Mais les queers ne s’opposent pas à la diversité. Au contraire, ils prônent des catégories plus souples. Comme l’écrit la philosophe Beatriz Preciado dans Le manifeste contra-sexuel, il faut que cohabitent librement hommes, femmes ET «l’intersexe, le pédé, la lesbienne, la drag queen, la butch, le transgenre et le transsexuel. »

 

Barbes dessinées

 

Question de continuer mon cours de Queer 101, j’invite mon amie à une performance de drag kings organisée à la Sala Rossa.
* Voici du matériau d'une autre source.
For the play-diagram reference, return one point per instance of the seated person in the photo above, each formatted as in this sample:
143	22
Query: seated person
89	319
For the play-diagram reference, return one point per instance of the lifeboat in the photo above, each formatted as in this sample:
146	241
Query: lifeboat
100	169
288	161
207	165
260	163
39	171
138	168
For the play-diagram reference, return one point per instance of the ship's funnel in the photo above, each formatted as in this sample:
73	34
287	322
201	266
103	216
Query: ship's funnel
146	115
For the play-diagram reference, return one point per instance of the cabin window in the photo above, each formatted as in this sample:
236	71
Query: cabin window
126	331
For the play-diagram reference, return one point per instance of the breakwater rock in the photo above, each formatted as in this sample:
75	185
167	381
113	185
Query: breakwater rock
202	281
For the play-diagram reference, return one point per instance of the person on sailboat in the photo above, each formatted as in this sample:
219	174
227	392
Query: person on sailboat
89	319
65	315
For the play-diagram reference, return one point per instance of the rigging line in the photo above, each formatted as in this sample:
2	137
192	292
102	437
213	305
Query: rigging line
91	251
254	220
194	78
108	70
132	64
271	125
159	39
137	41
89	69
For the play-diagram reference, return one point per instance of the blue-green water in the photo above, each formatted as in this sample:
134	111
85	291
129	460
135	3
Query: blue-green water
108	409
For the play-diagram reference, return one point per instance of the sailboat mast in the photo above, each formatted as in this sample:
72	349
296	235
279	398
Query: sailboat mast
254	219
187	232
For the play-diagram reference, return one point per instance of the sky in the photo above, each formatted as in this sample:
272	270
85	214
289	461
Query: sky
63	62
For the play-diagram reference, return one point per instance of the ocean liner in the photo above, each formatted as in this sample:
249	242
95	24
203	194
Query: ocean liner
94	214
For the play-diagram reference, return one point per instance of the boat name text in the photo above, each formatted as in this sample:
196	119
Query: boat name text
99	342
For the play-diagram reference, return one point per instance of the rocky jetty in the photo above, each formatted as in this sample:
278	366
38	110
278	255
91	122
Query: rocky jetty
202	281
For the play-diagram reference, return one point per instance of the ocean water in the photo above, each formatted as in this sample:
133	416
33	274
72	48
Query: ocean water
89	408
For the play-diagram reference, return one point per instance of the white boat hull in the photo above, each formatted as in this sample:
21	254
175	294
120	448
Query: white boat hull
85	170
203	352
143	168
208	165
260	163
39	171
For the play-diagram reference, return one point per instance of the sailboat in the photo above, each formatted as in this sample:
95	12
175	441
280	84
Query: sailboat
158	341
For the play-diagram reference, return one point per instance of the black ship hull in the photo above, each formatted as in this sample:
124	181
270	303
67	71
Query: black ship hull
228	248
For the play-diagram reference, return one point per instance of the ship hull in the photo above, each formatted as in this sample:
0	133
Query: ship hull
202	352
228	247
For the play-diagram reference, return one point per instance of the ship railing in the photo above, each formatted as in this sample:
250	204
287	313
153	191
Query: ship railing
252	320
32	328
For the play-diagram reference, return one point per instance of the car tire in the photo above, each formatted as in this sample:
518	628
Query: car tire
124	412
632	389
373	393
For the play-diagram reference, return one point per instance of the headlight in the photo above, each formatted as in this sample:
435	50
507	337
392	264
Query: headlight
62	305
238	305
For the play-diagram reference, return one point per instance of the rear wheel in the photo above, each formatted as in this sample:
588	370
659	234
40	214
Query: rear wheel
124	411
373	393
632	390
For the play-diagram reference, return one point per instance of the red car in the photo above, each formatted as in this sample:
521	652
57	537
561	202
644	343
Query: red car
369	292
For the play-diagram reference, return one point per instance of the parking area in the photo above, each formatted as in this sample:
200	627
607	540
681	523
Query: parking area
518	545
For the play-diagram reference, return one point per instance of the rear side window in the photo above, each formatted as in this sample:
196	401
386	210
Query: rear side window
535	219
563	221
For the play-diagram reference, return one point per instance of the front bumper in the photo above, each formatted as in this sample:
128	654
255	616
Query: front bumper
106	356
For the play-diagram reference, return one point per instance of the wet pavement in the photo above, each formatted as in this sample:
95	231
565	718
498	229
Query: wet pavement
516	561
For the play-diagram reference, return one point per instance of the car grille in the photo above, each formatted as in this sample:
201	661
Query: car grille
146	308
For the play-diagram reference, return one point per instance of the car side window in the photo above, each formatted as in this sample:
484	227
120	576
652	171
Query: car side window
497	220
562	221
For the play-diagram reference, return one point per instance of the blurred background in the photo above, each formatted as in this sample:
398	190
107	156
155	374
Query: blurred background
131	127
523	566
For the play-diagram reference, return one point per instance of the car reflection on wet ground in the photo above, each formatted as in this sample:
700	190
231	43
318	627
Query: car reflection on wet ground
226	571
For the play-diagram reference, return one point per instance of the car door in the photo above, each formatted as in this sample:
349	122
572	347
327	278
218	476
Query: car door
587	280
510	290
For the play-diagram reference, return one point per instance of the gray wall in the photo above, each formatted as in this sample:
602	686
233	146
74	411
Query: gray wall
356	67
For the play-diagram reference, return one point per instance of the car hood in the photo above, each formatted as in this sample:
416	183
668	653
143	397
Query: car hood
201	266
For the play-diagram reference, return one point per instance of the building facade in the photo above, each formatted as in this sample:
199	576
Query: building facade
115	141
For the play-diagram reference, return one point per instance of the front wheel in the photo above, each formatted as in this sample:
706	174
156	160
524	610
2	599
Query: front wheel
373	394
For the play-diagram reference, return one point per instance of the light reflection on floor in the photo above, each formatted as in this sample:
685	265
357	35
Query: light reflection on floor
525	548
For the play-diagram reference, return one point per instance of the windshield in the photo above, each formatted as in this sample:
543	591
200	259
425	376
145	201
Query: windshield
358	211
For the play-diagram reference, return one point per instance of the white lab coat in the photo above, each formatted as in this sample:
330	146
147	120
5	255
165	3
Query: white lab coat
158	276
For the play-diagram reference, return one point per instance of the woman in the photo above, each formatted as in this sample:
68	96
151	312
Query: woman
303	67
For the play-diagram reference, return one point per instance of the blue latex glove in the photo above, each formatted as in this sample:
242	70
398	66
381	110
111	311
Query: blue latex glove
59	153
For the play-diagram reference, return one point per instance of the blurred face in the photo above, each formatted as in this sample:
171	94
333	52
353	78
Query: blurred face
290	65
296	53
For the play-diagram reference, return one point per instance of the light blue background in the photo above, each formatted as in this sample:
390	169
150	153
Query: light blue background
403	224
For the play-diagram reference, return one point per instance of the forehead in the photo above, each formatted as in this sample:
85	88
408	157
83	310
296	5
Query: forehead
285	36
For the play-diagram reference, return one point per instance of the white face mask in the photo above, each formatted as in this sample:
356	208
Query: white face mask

Une dizaine de personnes du collectif Dukes of Drag enfilent veston, chemise, cravate, fausse barbe, boxer et/ou strap-on pour parodier sur scène la masculinité.

 

L’humour, la critique sociale et la virilité sexy captivent la foule, surtout composée de filles et de queers. N’empêche que le copain de mon amie apprécie aussi. Malgré les soutiens-gorge et les gstrings qui fusent de toutes parts, les drags kings se concentrent sur les chorégraphies mêlant danse, théâtre et lip sync.

 

Après le spectacle, on pique une jasette avec le drag king Lex Valentine. «Pourquoi te travestir en homme?», l’interroge mon amie. «Pour le plaisir, surtout. Mais aussi pour changer la routine et expérimenter une nouvelle façon d’être», répond-il.

 

J’enchaîne : «Selon toi, toutes les filles gagneraient- elles à tester cette expérience?» «Ça permet une réflexion sur notre socialisation, sur le sexisme et sur le genre, acquiesce le performeur. Certaines personnes découvrent ainsi qu’elles préfèrent être masculines.»

 

Il en profite pour nous inviter à un atelier organisé par son collectif. Au programme : confection de barbes et camouflage des seins. La question me brûle les lèvres : «Puisque tu te sens bien dans le genre masculin, pourquoi ne pas l’adopter ? Après tout, il y a plus d’avantages à être homme que femme aujourd’hui encore…» « J’aime bien alterner. Je ne veux pas d’une transition définitive. Parfois, je sors en Lex Valentine en dehors des spectacles. Ça dépend de mon humeur et des jours !», déclare-t-il.

 

Je demande à mon amie si elle aimera sa «fille» si «elle» se rebelle contre les règles de la féminité. «Oui, je l’aimerai quand même.» Bonne réponse, sauf pour le «quand même», qui lui vaudra une autre séance sur la théorie queer.